En todo caso, más allá de esta circunstancia, la responsabilidad de D. Luis Andrés aparece desde el momento en que, el 22 de agosto de 2009, fecha en que surge la deuda ahora reclamada, era administrador de la mercantil. Y como ya se ha informado, conforme a la legalidad vigente, el administrador social debe responder de las deudas existentes y generadas con posterioridad al acaecimiento de la causa de disolución de la sociedad, presumiéndose de fecha posterior todas las reclamadas a salvo que el administrador acredite que son de fecha anterior (anterior art.262.5 TRLSA , actual 367 LSC)

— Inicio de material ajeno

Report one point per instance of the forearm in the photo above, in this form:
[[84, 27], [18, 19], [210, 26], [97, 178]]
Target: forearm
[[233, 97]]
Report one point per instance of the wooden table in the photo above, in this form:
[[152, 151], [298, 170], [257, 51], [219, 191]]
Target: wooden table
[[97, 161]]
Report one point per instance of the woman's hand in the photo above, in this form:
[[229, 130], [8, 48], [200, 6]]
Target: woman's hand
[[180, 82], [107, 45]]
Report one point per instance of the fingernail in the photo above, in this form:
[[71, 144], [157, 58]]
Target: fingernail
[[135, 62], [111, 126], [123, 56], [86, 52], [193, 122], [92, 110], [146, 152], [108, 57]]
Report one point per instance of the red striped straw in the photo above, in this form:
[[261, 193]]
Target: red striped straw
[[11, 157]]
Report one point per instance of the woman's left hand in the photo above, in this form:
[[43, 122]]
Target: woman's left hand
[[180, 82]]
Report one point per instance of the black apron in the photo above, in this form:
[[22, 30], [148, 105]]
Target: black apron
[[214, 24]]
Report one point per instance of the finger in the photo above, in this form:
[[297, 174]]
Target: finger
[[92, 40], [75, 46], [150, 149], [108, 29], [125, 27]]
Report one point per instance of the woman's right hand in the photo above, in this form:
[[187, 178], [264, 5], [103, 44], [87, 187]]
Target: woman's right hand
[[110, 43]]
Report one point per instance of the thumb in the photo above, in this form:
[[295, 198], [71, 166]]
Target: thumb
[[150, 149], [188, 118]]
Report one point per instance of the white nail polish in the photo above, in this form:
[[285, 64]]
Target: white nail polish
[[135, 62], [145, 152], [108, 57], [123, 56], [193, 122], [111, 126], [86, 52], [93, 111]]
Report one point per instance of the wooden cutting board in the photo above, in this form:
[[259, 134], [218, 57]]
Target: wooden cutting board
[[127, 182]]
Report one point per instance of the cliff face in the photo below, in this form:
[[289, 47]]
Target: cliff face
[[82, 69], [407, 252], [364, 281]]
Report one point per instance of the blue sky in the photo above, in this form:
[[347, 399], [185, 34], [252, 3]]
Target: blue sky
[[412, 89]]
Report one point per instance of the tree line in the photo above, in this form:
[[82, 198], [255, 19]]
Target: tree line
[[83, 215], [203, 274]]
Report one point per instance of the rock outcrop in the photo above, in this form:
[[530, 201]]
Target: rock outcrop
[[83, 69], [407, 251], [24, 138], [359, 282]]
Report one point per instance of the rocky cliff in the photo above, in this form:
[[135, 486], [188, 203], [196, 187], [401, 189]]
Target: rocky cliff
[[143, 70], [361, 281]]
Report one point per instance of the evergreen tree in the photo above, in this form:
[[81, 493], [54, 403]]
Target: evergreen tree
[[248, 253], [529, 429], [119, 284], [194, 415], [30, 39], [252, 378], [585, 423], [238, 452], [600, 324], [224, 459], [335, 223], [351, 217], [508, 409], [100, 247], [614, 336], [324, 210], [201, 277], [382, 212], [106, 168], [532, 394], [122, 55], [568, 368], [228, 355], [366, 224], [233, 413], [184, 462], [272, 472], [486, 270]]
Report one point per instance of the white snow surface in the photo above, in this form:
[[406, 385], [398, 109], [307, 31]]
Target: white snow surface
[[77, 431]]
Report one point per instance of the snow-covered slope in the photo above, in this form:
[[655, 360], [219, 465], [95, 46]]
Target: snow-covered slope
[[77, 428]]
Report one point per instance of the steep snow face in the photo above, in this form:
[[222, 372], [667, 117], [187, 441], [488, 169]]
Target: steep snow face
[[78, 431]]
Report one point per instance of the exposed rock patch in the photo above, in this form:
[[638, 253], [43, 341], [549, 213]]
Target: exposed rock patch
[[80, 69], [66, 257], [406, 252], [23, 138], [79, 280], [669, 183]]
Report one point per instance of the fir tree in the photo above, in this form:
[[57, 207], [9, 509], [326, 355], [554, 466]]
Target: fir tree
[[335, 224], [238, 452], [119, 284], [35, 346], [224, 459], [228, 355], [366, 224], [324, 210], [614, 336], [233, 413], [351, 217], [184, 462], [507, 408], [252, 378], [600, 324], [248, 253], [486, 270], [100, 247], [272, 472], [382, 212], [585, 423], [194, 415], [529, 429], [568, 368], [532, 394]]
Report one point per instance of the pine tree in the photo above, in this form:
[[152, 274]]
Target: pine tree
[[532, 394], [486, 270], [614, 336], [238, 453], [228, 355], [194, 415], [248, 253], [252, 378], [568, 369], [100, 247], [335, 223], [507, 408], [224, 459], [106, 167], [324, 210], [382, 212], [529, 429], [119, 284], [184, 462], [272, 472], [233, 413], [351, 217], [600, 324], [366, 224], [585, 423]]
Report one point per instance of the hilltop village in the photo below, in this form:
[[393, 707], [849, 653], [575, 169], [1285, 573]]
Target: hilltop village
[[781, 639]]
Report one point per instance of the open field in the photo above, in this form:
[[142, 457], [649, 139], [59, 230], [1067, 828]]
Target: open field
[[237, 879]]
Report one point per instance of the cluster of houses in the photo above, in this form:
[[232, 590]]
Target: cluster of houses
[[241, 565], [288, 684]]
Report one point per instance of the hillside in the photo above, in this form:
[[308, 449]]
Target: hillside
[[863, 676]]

De hecho se aprecia una falta de prueba acerca de este último extremo, de cuándo se produjo la causa de disolución de la mercantil, por lo que debe responder de las deudas reclamadas, generadas bajo su mandato y que no fueron satisfechas, y por no cumplir con las obligaciones legales que le incumbían..

En consecuencia, procede estimar la demanda frente a D. Luis Andrés .

CUARTO.- Intereses.

De conformidad con el artículo 1.108 CC la cantidad adeudada devengará el interés judicial, desde hoy hasta la completa satisfacción de las cantidades adeudadas.

QUINTO.- Costas procesales.

De conformidad con el artículo 394 LEC , en caso de estimación íntegra de la demanda, se impondrán las costas causadas a la parte demandada.

Visto lo anterior,

Fallo

Que con ESTIMACIÓN ÍNTEGRA de la demanda presentada por el Procurador Dña. Joana Socías Reynés, y parte demandada D. Luis Andrés y Dña. Adolfina , debo CONDENAR y CONDENO a D. Luis Andrés y Dña. Adolfina a que paguen a la entidad mercantil Transportes Blindados SA la cantidad de 832,65 euros, más los intereses explicitados en el fundamento de derecho tercero. Todo ello con expresa condena en costas procesales a la parte demandada.

Notifíquese a las partes y hágales saber que contra la misma no cabe RECURSO DE APELACION.

Así por esta mi Sentencia, de la que se unirá testimonio a los autos de su razón, lo pronuncio, mando y firmo.

PUBLICACIÓN.-Leída y publicada ha sido la anterior sentencia por el Magistrado-Juez Don Víctor Fernández González, mientras celebraba audiencia pública en el día de su fecha el Juzgado de lo Mercantil número 1 de Palma de Mallorca, de lo que como Secretario certifico.